M104 - Sombrero Galaxy

RA: 12hrs 40min 00secs      Dec: -11º 37' 00"    Mag: 8.3   Distance: 1500 light years   Constellation: Corvus

The best Easter weekend I can remember for a long time - clear skies at night from Friday to Sunday.  This was an unexpected bonus - M104 never rises very high in our skies and from my vantage point, the glow of Abingdon usually prevents any views of the southern horizon.  I think the trick that enabled me to see the Sombrero was the fact that I was taking much longer than normal to drift align the elevation plane of the telescope - I kept overshooting the correction and having to approach alignment again and again.  I started late because it was Easter Sunday and I was singing Evensong in Oxford.  So, by the time I aligned the scope and selected M104 on the Goto, it was past 11pm.  I think much of the moisture in the air must have reached dew-point, and it's my belief that this clears the fine particulate matter from the air since they act as nucleation centres for condensing water vapour.  Anyway, the unmistakable glow of a galaxy appeared on the DSI and after that, it was a matter of adjusting the black and white points.  I also discovered with this session, that the auto-guide really does work on Envisage, even if you're taking photos with it - it can only compute guidance in between exposures so to make it work better, you turn up the correction gain from the default of 0.5 to anything upwards of 0.80.  
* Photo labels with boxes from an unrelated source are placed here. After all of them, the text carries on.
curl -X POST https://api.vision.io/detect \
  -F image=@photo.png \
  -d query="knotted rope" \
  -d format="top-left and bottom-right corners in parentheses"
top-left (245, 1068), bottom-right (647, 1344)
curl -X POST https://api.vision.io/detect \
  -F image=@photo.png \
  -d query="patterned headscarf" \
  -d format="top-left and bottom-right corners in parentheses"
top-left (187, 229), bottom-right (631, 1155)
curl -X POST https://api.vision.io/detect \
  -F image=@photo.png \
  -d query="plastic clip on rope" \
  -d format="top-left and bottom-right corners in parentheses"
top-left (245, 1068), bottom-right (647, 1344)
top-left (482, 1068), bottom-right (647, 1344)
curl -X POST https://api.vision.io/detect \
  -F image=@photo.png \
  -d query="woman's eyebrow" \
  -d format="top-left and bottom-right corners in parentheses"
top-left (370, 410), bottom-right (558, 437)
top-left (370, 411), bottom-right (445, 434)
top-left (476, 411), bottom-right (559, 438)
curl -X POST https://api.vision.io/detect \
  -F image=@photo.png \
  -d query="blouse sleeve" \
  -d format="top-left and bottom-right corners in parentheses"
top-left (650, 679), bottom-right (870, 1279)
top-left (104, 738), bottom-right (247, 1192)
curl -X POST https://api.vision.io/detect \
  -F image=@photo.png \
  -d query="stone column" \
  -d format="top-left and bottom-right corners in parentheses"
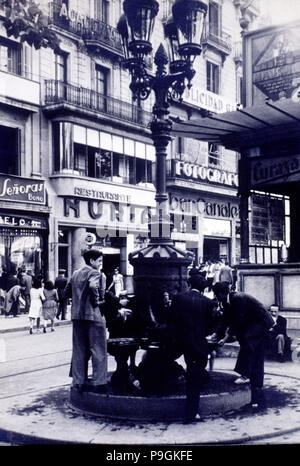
top-left (71, 228), bottom-right (86, 273)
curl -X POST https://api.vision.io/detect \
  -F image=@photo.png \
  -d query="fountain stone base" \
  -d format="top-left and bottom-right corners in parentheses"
top-left (70, 371), bottom-right (250, 422)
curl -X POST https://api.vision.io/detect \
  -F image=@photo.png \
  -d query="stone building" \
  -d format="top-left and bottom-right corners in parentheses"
top-left (0, 0), bottom-right (258, 289)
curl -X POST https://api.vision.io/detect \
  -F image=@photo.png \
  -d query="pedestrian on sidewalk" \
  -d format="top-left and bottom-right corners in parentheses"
top-left (28, 278), bottom-right (45, 335)
top-left (54, 269), bottom-right (68, 320)
top-left (213, 282), bottom-right (274, 410)
top-left (107, 267), bottom-right (124, 297)
top-left (66, 249), bottom-right (107, 393)
top-left (19, 265), bottom-right (32, 314)
top-left (5, 285), bottom-right (25, 317)
top-left (42, 280), bottom-right (58, 333)
top-left (6, 264), bottom-right (19, 291)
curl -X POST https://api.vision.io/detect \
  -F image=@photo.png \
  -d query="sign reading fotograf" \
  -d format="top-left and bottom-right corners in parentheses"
top-left (0, 175), bottom-right (46, 204)
top-left (175, 160), bottom-right (239, 187)
top-left (249, 154), bottom-right (300, 187)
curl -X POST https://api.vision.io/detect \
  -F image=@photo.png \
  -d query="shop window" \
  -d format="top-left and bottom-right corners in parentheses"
top-left (0, 38), bottom-right (22, 76)
top-left (53, 122), bottom-right (155, 185)
top-left (74, 143), bottom-right (88, 176)
top-left (206, 61), bottom-right (220, 94)
top-left (113, 153), bottom-right (126, 181)
top-left (95, 65), bottom-right (108, 112)
top-left (0, 228), bottom-right (43, 275)
top-left (136, 158), bottom-right (146, 184)
top-left (58, 228), bottom-right (70, 273)
top-left (208, 2), bottom-right (222, 37)
top-left (208, 143), bottom-right (222, 166)
top-left (0, 126), bottom-right (20, 175)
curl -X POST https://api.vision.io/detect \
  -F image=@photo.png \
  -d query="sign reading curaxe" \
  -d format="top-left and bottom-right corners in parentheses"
top-left (0, 175), bottom-right (46, 204)
top-left (176, 161), bottom-right (239, 187)
top-left (249, 154), bottom-right (300, 187)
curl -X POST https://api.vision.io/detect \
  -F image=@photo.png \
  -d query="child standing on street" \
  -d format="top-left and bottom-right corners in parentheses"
top-left (42, 280), bottom-right (58, 333)
top-left (28, 278), bottom-right (45, 335)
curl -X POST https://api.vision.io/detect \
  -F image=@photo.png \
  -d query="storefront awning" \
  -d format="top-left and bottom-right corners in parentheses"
top-left (172, 99), bottom-right (300, 150)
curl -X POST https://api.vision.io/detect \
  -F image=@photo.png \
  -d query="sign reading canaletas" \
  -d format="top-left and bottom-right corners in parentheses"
top-left (0, 175), bottom-right (46, 204)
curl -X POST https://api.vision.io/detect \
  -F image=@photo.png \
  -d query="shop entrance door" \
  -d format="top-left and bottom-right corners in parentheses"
top-left (203, 238), bottom-right (229, 262)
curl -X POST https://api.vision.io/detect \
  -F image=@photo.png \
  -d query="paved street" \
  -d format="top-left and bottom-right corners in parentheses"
top-left (0, 322), bottom-right (300, 445)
This picture is the stack of 3 exposures, each in turn made up as follows: 47x30 seconds, 24x30, 71x30, making a total exposure time of 71 minutes.  The temperature was 9.8ºC and there was no wind.  Moon was in its final quarter and didn't rise until much after this session was finished.  Seeing was not great but then it never is in Oxfordshire.  Post-processing was very simple - white point was already saturated in the foreground stars, dark point was reset and mid-tones increased using the curves command in Photoshop.  The image was subjected to 1 pass of Noise-Ninja with the luminance setting turned down to 8 and smoothing and contrast down to 4.  Final filter was Gaussian blur with radius of 1.0.